A Course on Regression, Causal Inference, and Data Visualization
2024-12-02
Preface
The purpose of this course is to introduce students to advanced techniques in regression, statistical computation, and techniques in scientific reproducibility and transparency. Students in this course should be very familiar with linear regression, as well as the Gauss-Markov assumptions underlying the classical linear model (i.e., POL 682). In this course, we will consider a variety of regression techniques for categorical and limited data. It is essential to remain up-to-date on the readings, as well as apply the reviewed methods to existing data.
The course will progress through several related sections. The first part will focus on several theoretical factors pertaining to statistical inference. We will start by considering two fundamental approaches underlying inference, the likelihood principle and Bayes’ rule. We will also re-consider the linear model, the Gauss-Markov assumptions, and we will review several concepts and statistical distributions. In this section we will also consider the practical trade off researchers encounter pertaining to efficiency and bias.
In the second section, we will move to discrete dependent and limited variables. In practice, it is quite rare to encounter dependent variables that are continuous and normally distributed. In circumstances with binary, ordinal, and other multicategory dependent variables, the Gauss-Markov assumptions will be violated, thus rendering OLS an inappropriate choice. At this juncture, we will use both maximum likelihood (ML) and Bayesian methods to estimate logit, probit, multinomial logit/probit, and ordinal logit/probit models.

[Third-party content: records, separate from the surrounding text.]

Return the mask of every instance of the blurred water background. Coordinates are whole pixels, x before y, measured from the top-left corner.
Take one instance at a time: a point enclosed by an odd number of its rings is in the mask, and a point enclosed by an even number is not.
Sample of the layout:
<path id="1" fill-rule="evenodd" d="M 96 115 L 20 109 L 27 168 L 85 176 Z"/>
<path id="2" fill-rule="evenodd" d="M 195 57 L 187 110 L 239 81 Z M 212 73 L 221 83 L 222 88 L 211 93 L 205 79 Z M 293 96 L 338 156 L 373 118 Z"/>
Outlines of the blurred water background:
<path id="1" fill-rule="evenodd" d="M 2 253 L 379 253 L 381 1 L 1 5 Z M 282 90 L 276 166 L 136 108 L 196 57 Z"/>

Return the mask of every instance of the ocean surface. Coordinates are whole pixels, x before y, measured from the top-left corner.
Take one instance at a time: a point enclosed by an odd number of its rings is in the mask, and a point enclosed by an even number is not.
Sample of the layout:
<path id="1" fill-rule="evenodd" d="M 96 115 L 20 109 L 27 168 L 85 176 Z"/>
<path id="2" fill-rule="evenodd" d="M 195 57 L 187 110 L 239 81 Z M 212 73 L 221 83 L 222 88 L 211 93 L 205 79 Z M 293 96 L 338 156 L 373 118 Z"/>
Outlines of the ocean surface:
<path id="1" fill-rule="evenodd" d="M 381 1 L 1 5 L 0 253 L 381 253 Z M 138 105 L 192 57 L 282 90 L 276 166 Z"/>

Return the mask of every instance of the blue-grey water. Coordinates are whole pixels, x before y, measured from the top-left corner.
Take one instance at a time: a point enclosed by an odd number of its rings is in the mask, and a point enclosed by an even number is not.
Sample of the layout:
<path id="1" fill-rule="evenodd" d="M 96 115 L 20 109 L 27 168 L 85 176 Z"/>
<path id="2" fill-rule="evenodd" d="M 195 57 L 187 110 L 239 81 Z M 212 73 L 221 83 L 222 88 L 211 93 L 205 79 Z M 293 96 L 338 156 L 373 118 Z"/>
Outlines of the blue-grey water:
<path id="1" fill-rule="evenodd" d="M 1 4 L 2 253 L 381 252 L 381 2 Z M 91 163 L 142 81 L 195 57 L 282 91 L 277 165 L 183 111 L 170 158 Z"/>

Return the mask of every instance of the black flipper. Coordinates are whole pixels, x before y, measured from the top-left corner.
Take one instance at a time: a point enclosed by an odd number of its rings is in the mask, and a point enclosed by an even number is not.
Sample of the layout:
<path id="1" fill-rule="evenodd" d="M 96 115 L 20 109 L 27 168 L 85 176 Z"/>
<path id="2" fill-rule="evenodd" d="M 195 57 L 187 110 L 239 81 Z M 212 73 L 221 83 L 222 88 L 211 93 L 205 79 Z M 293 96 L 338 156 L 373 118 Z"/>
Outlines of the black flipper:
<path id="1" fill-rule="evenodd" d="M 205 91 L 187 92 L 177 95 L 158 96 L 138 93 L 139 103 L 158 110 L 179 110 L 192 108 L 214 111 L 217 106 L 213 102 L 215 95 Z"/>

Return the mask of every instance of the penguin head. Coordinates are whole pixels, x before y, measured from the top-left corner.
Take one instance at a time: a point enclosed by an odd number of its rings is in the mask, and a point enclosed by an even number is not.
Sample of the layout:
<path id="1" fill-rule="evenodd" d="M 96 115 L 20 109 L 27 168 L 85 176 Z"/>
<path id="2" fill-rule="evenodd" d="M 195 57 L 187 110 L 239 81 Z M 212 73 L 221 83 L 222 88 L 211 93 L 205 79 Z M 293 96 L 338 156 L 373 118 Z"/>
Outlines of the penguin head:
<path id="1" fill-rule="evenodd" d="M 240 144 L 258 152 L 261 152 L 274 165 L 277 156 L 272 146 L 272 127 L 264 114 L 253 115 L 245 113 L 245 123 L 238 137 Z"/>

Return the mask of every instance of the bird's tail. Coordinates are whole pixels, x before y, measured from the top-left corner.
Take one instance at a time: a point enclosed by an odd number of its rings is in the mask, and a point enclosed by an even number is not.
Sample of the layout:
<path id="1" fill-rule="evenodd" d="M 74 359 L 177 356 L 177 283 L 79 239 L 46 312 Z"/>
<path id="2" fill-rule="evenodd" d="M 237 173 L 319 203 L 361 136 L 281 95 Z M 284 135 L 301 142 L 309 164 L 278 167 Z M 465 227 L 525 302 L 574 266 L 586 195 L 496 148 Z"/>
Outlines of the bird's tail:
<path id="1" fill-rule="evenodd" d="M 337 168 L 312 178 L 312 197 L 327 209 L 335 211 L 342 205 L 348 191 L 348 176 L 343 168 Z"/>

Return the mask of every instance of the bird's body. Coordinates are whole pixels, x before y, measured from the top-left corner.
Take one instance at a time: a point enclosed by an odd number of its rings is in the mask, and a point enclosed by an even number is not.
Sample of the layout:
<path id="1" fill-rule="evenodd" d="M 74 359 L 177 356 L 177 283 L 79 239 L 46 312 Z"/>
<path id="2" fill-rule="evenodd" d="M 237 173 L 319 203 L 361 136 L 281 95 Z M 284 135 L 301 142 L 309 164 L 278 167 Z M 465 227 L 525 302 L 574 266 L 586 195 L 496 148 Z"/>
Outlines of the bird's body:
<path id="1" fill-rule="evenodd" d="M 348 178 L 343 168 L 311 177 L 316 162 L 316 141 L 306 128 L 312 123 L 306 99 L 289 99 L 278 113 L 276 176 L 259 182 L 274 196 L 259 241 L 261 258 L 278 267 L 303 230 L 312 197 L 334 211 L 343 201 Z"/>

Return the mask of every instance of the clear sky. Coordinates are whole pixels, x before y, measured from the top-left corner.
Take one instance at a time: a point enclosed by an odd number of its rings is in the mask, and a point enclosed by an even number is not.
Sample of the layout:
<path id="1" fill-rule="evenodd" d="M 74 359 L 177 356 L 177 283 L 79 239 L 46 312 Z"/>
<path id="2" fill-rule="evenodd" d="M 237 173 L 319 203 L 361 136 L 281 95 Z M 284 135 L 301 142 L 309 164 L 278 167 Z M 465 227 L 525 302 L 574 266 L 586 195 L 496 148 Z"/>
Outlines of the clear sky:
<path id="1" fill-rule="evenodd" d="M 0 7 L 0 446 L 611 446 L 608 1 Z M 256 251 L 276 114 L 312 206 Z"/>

Political scientists often encounter datasets that involve event counts (e.g., war casualties, number of conflict events, elections won by a candidate). These variables rarely follow a normal distribution; instead, they are heavily skewed. After the logit/probit weeks, we’ll consider several type of count-oriented regression models, including the Poisson, Negative Binomial, and “Hurdle” models. We will then transition to censored and sample selection models.
In the final section, we will consider a variety of topics that extend the models from the previous weeks. For instance, “endogeneity” is a common problem to arise in applied settings – an independent variable is correlated with the error term. We’ll look this problem in several ways, followed with several common solutions. We will examine two-stage least squares, three-stage least squares, and matching methods.Finally, we will examine hierarchical models.
Three major points need to be emphasized. First, many of the statistical methods build on models discussed in previous weeks. It is essential to keep up-to-date on readings, and if there is something that confuses you, please see me as soon as possible. Second, I find that the best way to learn these techniques is to implement them. I strongly recommend you find a dataset and work with this dataset throughout the semester. Even if your analysis is not always substantively interesting, at the very least, you will have the code for future use. Third, I strongly encourage you to give yourself sufficient time to complete the course requirements. One of the worst ways to learn statistics is through cramming and completing assignments at the very last minute. As you likely know, I am flexible with due dates and generally accept late assignments. Don’t take advantage of this policy! Handing things in late and consistently placing other obligations before this class has the potential to adversely impact what you learn.